В предыдущих постах я не зря указал, что при всей масштабности исследований автора «Трибунала кровавого пепла», многое сгубило желание сделать однозначные выводы из фактов, которые однозначность не предполагают. Например, человек засветившийся с обоих сторон конфликта может являться участником кровавой провокации, может быть просто оперативным работником, по долгу службы обязанным наблюдать за происходящим, журналистом или даже городским неадекватом, желающим находиться везде в гуще событий. Но конспирологическая логика заставляет выбирать именно вариант с провокатором. Формально картина о провокаторах с обеих сторон не будет противоречить логике. Но если сама оценка человека как провокатора является ложной, то и выводы о произошедшем могут оказаться ложными. Главное, что при целостной, непротиворечивой, но ложной картине, немногочисленные прямые доказательства теряются в общей массе лжи. Какая разница кто и как фальсифицировал сцены с убийством, если все и так за одно. Соответственно уже не важно установить реальных исполнителей, организаторов и заказчиков. Эта модель применима к восприятию политической реальности в целом.

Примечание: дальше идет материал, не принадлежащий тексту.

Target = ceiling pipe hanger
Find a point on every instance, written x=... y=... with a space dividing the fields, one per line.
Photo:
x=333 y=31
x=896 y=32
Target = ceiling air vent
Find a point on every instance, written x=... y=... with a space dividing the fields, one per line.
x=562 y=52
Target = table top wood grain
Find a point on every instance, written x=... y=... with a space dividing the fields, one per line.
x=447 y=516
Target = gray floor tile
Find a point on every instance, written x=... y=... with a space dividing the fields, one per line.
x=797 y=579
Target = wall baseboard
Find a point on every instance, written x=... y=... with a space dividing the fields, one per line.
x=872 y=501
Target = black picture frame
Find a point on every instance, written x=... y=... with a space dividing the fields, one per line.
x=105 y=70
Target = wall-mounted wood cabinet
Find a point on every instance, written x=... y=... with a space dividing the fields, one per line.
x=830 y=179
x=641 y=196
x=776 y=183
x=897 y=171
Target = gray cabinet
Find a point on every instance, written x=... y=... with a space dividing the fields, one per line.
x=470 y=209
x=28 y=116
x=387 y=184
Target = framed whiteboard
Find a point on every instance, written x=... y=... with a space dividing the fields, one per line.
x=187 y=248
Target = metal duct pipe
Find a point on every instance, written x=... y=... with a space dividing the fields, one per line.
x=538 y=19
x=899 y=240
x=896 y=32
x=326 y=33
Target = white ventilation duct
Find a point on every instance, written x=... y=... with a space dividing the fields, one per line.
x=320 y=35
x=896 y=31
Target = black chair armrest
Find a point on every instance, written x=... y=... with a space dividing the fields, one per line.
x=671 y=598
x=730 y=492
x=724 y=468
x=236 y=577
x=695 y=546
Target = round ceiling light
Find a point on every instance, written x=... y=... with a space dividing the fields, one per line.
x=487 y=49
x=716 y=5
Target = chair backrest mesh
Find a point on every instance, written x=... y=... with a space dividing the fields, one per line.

Конспирологические выводы по поводу локальных событий еще могут быть подтверждены или опровергнуты. Другое дело тотальная конспирология. В российских условиях тотальная конспирология случай просто клинический, поскольку интерес к политической реальности имеет смысл только когда предполагается в той или иной мере суверенитет России. Множество конспирологических теорий полагающих, что никакой российской власти нет, а есть группа клоунов и актеров выполняющих задание США, жидомассонов, теневого правительства и пр. являются непротиворечивыми, также как непротиворечиво представление, что погодой руководит Зевс-громовержец, сидящий на небесах. То, что вы Зевса не видите не означает что его нет. Но при отсутствии суверенитета России последовательный шаг только констатировать отсутствие и прекратить писать. Ведь если не существует власти, которая располагает военными ресурсами для нанесения неприемлемого ущерба противнику и экономикой, обеспечивающей выживаемость в результате тотальных экономических санкций, то нет и России. Но многочисленные теории и многотысячные сторонники этих теорий продолжают существовать, а авторы не готовы заткнуться и успокоиться. Все происходит как в тупых фильмах-ужасах, где злодеи обладают абсолютной властью, но вот для поджога какого-нибудь захудалого жилища у них не находится спичек, а ларек закрыт. Иначе бы фильм сразу закончился.
С другой стороны, противники конспирологических теорий, сторонники «здравого смысла» и «не умножения сущностей» играют в ту же конспирологию наоборот. Поскольку нет гарантий, что даже за внешне заурядными событиями не скрывается та или иная воля. Если же события явно не могут быть объяснены естественным ходом вещей, то сторонники «здравого смысла» их или игнорируют, или дают абсурдные объяснения, или отрицают события, не вписывающиеся в теорию. Если учесть, что все «стройные» теории и конспирологов, и антиконспирологов крайне зависимы от политических предпочтений, то вопрос реальности уходит вообще на третий план. Желание понятных стройных объяснений (которые как правило не соответствуют реальности) касается более 99.9 процентов людей, интересующихся политикой.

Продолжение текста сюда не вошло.